The Ohio Department of Agriculture (ODA) receives more complaints about spray drift in June than at any other times of the year. About 75% of the pesticide non-compliance calls ODA receives annually are related to spray drift. The situation may get even worse as the acreage of genetically modified crops increases.

The bad news is: Spray drift occurs wherever liquid sprays are applied. The good news is: Although complete elimination of spray drift is impossible, problems can be reduced to a minimum if chemicals are applied with the proper equipment under favorable weather conditions.

Regardless of where it occurs and what causes it, drift is undesirable because:

  1. It results in inefficient use of application equipment and applicator time.

  2. It may result in under-application of chemicals and ineffective pest control, this could lead to additional applications, reduced yield or higher production costs.

  3. It may result in over-application if the applicator knowingly over-applies chemicals to compensate for drift losses and to ensure the desired level of control.

  4. Losses and/or costly litigation may result if sensitive crops in adjacent fields are damaged.

  5. Unintentional contamination of foodstuffs from unacceptable pesticide residues can result in mandatory destruction of the crop.

  6. It may contribute to pollution of our shared air and water resources.

  7. It may affect the health and safety of susceptible human and livestock populations.

Drift is influenced by many factors that can usually be grouped into one of the following four categories:

A. Spray characteristics (too many small drift-prone droplets discharged from nozzle, small droplet size, volatility of the chemical applied, etc.)
B. Equipment and application techniques used.
C. Weather (high wind, low relative humidity and high ambient temperature).
D. Operator care and skill.

Operator's knowledge of what causes drift is perhaps the key element in reducing drift potential. Conscientious and experienced operators rarely get into serious trouble with drift damage because they understand drift and take steps to avoid it. Here are some management strategies to reduce spray drift from boom sprayers:

  1. Use nozzles that produce large droplets whenever possible, if biological effectiveness can be maintained (OSU Extension Fact Sheets AEX-523 and AEX-524 contain more about the new nozzles and their effectiveness in reducing drift).

  2. Keep the boom close to the spray target.

  3. Use greater spray volume and use nozzles with larger orifices.

  4. Use lower system pressure and check pressure gauge accuracy.

  5. Use drift retardants if droplet size cannot be controlled with nozzle selection.

  6. Follow label recommendations to avoid drift with highly volatile pesticides.

  7. Avoid spraying on extremely hot, dry days, especially if sensitive vegetation is nearby.

  8. Do not spray when conditions are favorable for an atmospheric inversion.

  9. Although the distance droplets will drift is a function of many other factors such as droplet size, relative humidity, temperature and boom height, it is best not to spray when wind speeds are greater than 5 miles per hour.

  10. Avoid spraying near sensitive areas located downwind.

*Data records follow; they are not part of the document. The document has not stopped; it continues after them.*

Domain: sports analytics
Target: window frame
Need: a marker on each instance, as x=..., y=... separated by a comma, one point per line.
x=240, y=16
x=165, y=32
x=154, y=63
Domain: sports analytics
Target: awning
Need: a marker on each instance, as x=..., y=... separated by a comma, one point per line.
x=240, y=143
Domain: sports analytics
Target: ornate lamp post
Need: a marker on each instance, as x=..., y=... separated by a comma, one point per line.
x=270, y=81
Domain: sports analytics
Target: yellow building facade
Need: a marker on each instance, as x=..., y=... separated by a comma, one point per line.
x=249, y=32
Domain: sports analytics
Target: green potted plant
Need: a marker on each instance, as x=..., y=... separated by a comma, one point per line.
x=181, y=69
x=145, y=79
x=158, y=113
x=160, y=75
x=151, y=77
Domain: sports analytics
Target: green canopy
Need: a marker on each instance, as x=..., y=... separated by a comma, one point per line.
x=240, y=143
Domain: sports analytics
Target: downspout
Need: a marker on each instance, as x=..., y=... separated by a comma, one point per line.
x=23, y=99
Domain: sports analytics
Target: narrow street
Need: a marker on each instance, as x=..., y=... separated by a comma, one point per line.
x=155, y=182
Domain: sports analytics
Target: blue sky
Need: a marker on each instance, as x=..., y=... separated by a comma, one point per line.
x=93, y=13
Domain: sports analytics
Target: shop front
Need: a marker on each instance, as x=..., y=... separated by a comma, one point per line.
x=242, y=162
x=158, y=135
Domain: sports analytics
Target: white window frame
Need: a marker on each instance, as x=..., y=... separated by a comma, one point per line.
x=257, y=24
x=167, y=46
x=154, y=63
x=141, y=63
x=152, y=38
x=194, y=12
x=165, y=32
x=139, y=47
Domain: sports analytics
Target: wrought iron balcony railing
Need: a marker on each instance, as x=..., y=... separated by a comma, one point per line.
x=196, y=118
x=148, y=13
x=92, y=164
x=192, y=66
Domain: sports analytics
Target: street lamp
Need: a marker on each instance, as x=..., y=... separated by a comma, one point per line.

Leave a buffer strip 50 to 100 feet wide and spray this strip later when the wind shifts.

  11. Be sure to keep good records (wind speed and direction, temperature, relative humidity, etc. and evaluate spray results.

  12. New label requirements may use a drift model to determine the required buffer width. Travel slower (and lower boom height) and use nozzles which produce large droplets near sensitive areas. This will reduce the required buffer zone width, then, as distance from the sensitive area increases, nozzles can be changed to produce smaller droplets, if desired, and boom height raised so travel speed can be increased.

  13. Select the time when drift is likely to be low for spraying the parts of the field near sensitive areas.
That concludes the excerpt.